To start out simple, make your first data lake iteration by taking one system's data and exporting it regularly to a cloud object store that can be queried by a big data querying system. Each of the major cloud providers offers tools to build data lakes.
It's usually not a substantial load to export data on a regular basis from existing systems to a data lake or to build out a first report from a data lake. Ideally, your first report should address a significant pain point -- one that puts unwanted strain on existing systems.
Improve your ETLs
Many organizations struggle to transfer data from one system to another in their back-office footprint. This process is often called Extract, Transform, Load (ETL), but it can have other names and techniques. For example, this is frequently implemented instead as Extract, Load, Transform (ELT). This can involve moving data from multiple systems to a data lake or just from one database to another. Like in the data lake case, the major cloud providers offer their own managed services -- AWS Glue, Cloud Dataproc and Azure Data Factory.
For the purposes of a DIY cloud project, a managed service that is cloud agnostic, such as Fivetran or Stitch, would be the best candidate. These services are substantially better than the ones offered by the cloud providers. They identify schemas and their changes, and they regularly copy data from one system or service to a data lake. These services automatically handle the configuration, change management or operationalization of these tasks.
They also support more data sources, such as third-party services like Zendesk, Salesforce and Stripe, without you having to do anything more than provide an API key.
In my experience, most people dramatically improve their ETL quality and stability in a few hours with a managed data transport service.
Move cron jobs to FaaS
Function-as-a-service (FaaS) offerings, also known as serverless compute platforms, can be good cloud DIY projects. The major cloud providers offer services like AWS Lambda, Google Cloud Functions and Azure Functions, with which a developer can write code and the cloud provider will run it in response to specific events that happen.
For example, you could schedule the code to run every hour of the day or run on each new file that is uploaded via SFTP. FaaS dramatically reduces the operations support required to set up and ensure these jobs are regularly running. It can also make jobs run a lot faster, by separately running these functions in parallel instead of having jobs back up in a queue.
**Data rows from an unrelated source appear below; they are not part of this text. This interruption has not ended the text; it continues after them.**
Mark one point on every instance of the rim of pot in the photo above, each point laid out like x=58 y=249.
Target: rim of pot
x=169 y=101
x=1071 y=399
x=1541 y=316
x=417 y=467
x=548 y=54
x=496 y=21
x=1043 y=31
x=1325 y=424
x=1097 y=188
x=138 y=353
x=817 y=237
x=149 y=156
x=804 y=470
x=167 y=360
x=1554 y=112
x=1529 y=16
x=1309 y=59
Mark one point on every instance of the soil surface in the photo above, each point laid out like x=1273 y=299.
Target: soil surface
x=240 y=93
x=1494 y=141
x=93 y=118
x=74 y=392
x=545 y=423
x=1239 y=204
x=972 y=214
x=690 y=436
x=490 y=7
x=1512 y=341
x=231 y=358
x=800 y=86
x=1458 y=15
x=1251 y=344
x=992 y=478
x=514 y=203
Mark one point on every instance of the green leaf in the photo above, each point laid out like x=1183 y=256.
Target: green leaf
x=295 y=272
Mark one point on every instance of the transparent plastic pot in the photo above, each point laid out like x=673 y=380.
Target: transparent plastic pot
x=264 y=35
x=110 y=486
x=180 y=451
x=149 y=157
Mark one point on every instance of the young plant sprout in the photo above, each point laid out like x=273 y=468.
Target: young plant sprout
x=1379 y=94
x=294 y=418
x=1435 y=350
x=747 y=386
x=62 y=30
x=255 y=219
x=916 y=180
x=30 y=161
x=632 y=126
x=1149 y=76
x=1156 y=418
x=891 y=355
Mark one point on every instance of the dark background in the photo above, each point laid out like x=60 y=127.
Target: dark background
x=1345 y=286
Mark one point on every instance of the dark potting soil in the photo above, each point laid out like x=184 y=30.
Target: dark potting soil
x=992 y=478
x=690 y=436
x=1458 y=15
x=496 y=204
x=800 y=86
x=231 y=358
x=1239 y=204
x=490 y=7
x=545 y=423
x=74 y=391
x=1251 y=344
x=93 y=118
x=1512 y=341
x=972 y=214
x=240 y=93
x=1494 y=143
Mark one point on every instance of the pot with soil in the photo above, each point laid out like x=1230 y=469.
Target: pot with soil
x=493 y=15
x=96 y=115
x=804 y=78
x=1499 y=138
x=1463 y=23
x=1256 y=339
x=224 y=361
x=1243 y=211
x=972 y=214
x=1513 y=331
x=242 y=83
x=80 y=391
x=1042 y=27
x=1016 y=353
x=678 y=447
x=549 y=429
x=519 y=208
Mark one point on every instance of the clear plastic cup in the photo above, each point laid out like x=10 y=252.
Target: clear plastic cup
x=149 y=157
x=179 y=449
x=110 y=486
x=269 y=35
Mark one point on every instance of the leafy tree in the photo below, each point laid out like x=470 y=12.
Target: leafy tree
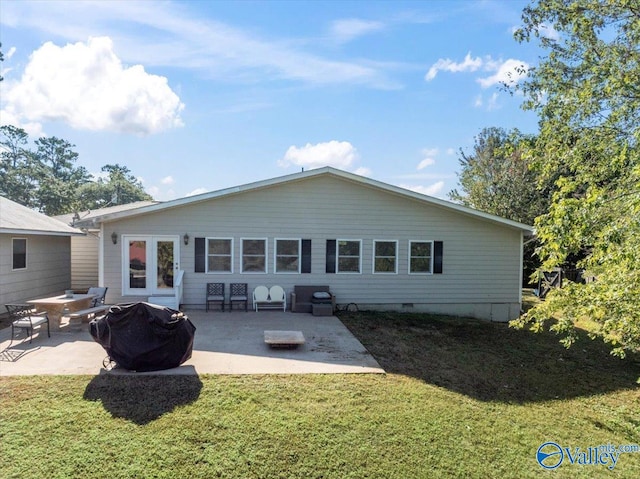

Some great cron job use cases to start out with on FaaS include:
- backups;
- log file analysis;
- automatically making thumbnails of images;
- automatically processing videos;
- automatically downloading or uploading files to/from SFTP sites; and
- automatically sending internal emails.
Office diplomacy to bring the project home
Once you've selected a cloud project that can be accomplished quickly, plan how to explain it to the rest of the organization.
Frame it in the smallest possible scope and focus on the specific problem it will solve. Make it about a solution to that specific problem. Your goal should be to get this project live, and the best way to do so is to make it as innocuous and narrowly relevant as possible.
Many IT professionals would love to see their organization expand its cloud adoption, but they're hampered by the need to coordinate with other teams and departments. Projects that should be simple and small often spiral into an almost Kafkaesque sequence of required approvals and crusty anti-cloud skeptics.
But you don't need mass coordination and approval for every project that proves the value of cloud. It is possible to have these types of projects implemented -- initially -- by one or two people that become the catalysts to move toward a more efficient, reliable, repeatable and easier-to-understand technical infrastructure.